Hope in an Age of Dystopia exhibition presents a selection from the Dalloul Art Foundation’s recent acquisitions. Across this collection, the pieces speak to each other as they tread the fine line between despair and hope. Many of the artworks are vibrant in their form yet often bleak in their content. Some works critique our current social condition with sharp wit, while others playfully invite us to join in on the joke. Yet, they all engage with a dystopian reality characterized by our inability to escape the confines of various systems of control. However, as is common within the dystopian genre, the ultimate motive is not to despair, but to imagine different paths for a better future.

A dystopia is an imagined world, often taking place in the future, where people live in some form of an unjust or oppressive society. In literature, for instance, novels such as George Orwell’s 1984 (published in 1949) and Aldous Huxley’s Brave New World (published in 1932) present future dystopian worlds that explore the effects of tyrannical governments and technological control, respectively. Most forms of art that deal with dystopian themes are a commentary about a particular moment in history and the collective anxieties and uncertainties it engenders.

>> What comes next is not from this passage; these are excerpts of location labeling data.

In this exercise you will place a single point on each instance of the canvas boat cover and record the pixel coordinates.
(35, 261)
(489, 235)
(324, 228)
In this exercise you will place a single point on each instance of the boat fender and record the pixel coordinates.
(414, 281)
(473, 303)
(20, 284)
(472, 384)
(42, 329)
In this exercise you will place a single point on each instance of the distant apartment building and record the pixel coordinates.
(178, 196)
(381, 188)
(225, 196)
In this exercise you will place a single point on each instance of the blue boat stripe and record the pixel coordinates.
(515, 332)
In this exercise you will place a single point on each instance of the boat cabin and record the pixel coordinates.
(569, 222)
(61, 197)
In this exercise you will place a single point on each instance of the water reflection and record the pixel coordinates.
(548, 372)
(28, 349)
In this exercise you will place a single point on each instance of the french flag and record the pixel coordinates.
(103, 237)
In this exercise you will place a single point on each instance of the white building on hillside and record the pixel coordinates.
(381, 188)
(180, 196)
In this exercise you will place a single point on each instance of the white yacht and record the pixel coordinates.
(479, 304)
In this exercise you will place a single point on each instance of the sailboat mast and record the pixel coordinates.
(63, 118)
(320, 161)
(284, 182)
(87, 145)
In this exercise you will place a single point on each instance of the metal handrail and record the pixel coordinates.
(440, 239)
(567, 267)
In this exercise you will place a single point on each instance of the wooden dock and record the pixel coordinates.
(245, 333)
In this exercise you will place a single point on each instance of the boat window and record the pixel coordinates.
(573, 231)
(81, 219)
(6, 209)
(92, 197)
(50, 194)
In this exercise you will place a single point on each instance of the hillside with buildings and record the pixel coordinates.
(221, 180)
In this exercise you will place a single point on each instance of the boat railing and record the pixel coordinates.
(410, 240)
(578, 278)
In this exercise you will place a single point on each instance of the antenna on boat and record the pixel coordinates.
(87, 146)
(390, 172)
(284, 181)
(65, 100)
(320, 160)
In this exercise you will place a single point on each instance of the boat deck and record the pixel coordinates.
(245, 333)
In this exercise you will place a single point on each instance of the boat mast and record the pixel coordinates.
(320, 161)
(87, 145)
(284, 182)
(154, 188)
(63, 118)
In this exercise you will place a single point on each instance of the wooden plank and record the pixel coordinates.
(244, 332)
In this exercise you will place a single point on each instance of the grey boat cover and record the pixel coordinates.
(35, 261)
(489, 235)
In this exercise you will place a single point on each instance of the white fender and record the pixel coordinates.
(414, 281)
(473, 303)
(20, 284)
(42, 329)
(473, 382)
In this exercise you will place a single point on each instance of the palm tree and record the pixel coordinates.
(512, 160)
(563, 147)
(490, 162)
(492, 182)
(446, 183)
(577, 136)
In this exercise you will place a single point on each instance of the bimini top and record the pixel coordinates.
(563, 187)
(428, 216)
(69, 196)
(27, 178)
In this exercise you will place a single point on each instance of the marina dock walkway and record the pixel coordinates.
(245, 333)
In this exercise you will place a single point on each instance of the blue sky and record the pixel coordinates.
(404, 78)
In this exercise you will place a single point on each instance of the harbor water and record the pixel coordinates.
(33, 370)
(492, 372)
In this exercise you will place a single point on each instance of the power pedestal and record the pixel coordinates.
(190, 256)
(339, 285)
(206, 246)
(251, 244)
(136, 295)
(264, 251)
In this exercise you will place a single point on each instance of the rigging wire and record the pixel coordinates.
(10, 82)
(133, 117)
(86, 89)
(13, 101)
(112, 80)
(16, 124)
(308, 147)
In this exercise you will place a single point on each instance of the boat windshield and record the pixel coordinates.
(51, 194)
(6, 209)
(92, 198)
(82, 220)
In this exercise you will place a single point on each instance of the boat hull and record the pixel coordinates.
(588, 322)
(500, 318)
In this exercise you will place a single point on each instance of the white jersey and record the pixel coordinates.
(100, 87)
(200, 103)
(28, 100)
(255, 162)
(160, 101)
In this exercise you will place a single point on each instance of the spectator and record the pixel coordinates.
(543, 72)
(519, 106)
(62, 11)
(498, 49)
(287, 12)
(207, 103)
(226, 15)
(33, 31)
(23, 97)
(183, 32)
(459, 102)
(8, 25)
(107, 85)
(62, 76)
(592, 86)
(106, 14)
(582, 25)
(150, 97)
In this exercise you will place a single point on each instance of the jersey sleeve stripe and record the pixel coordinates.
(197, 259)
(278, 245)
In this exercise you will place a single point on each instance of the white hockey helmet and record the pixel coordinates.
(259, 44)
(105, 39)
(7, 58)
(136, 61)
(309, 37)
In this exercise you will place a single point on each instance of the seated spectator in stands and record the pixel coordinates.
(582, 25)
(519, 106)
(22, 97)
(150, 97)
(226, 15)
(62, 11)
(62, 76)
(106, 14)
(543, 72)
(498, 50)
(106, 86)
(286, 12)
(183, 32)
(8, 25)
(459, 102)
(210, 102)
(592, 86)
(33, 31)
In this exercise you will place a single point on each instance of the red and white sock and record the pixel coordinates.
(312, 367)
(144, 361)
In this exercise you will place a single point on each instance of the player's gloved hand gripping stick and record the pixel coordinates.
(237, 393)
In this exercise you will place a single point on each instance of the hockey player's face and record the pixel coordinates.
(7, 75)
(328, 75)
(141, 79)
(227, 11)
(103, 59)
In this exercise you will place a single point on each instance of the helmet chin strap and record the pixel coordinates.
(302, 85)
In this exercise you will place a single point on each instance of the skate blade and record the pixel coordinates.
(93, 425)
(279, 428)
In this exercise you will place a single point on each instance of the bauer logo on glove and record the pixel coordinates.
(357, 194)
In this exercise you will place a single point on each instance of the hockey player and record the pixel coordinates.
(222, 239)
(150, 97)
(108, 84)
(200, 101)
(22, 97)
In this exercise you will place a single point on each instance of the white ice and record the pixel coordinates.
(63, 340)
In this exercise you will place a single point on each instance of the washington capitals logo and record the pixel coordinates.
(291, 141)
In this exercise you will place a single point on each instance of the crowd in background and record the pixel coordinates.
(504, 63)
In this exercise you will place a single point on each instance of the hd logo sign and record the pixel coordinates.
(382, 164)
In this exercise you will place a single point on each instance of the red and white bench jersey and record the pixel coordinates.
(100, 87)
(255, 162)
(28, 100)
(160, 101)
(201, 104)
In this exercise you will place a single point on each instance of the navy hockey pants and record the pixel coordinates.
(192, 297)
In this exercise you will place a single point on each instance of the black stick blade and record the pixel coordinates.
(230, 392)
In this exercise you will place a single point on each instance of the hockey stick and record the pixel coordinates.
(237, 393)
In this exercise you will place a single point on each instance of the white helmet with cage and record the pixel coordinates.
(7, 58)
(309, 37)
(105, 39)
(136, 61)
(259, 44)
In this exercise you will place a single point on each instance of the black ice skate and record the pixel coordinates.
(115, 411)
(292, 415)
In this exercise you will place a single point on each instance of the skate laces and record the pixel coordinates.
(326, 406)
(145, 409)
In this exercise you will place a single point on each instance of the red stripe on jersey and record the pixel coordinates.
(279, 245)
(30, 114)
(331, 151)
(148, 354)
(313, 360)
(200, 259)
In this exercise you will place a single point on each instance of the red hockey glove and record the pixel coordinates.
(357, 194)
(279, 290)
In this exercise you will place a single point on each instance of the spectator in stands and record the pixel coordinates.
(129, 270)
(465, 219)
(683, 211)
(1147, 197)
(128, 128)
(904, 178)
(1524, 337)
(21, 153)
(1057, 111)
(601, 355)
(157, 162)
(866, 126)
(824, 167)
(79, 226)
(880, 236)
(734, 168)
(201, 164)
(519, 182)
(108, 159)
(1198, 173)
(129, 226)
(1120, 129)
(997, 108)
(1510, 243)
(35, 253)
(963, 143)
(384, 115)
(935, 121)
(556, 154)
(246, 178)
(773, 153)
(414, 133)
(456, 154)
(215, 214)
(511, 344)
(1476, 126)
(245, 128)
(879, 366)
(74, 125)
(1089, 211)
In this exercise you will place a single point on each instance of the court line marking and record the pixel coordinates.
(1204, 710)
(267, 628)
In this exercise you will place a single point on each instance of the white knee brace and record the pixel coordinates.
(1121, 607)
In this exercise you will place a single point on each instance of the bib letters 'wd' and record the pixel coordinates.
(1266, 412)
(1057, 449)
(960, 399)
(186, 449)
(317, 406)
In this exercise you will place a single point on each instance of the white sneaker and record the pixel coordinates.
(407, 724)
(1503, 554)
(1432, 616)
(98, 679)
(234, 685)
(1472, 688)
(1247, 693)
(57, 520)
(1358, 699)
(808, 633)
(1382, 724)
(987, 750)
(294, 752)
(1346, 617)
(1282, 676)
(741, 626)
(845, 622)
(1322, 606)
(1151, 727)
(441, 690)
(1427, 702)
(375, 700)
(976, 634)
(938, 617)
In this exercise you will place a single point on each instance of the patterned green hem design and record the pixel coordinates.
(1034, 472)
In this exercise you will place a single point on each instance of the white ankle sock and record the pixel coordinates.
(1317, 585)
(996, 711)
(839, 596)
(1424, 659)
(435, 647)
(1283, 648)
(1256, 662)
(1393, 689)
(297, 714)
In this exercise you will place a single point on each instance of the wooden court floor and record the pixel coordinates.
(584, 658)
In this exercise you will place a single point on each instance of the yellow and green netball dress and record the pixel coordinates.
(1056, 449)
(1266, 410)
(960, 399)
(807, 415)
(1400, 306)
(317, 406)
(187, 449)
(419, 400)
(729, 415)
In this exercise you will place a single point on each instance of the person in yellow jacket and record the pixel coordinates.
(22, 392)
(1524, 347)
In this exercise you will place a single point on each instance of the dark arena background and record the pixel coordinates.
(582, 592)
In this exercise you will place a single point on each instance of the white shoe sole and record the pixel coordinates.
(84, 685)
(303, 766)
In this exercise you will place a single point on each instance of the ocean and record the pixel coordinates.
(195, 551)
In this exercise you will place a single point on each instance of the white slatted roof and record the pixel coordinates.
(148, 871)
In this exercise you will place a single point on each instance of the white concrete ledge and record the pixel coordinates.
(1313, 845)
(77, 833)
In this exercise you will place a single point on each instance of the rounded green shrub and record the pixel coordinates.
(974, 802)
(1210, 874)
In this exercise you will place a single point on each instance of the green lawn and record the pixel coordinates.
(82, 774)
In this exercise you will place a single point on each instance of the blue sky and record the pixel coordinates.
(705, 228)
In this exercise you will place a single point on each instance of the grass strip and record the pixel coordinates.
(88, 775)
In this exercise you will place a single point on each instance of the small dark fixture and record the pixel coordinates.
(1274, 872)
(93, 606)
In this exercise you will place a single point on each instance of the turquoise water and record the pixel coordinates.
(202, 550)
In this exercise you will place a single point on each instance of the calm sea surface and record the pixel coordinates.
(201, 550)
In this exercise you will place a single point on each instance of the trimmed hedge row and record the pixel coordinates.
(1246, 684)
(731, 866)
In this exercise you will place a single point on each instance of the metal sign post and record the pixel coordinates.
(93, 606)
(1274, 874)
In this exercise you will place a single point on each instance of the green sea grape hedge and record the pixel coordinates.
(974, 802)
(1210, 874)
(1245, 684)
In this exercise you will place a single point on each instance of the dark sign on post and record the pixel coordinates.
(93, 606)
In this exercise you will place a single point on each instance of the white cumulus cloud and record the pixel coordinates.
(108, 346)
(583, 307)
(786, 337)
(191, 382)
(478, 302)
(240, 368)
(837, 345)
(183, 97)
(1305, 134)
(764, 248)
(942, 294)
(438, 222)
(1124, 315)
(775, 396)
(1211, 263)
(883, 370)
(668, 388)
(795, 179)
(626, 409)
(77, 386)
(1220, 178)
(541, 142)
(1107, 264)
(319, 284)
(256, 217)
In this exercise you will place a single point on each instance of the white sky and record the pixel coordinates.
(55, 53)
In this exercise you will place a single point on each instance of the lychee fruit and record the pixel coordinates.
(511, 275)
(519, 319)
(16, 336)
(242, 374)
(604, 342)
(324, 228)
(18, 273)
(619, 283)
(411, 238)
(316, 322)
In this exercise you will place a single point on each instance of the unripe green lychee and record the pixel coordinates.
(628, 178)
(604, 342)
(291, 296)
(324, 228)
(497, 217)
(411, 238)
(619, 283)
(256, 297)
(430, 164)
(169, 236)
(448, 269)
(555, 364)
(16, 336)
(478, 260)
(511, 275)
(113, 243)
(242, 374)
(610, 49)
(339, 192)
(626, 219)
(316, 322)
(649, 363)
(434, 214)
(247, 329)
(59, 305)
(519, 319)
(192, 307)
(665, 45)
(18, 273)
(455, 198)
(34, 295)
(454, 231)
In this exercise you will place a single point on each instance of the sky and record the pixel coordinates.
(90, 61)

This exhibition reflects upon and considers a multitude of domains through which power is exercised today: global capitalist economies and environmental degradation, tech industries and corporate power, laws and regulations, military complexes, and surveillance apparatuses (among many others). Domains of power structure people's daily realities, including their grievances, wants, needs, and feelings. These domains also perpetuate processes of labor exploitation and resource extraction from underdeveloped countries—all in the service of advanced economies, imperialist interests, and global capital accumulation.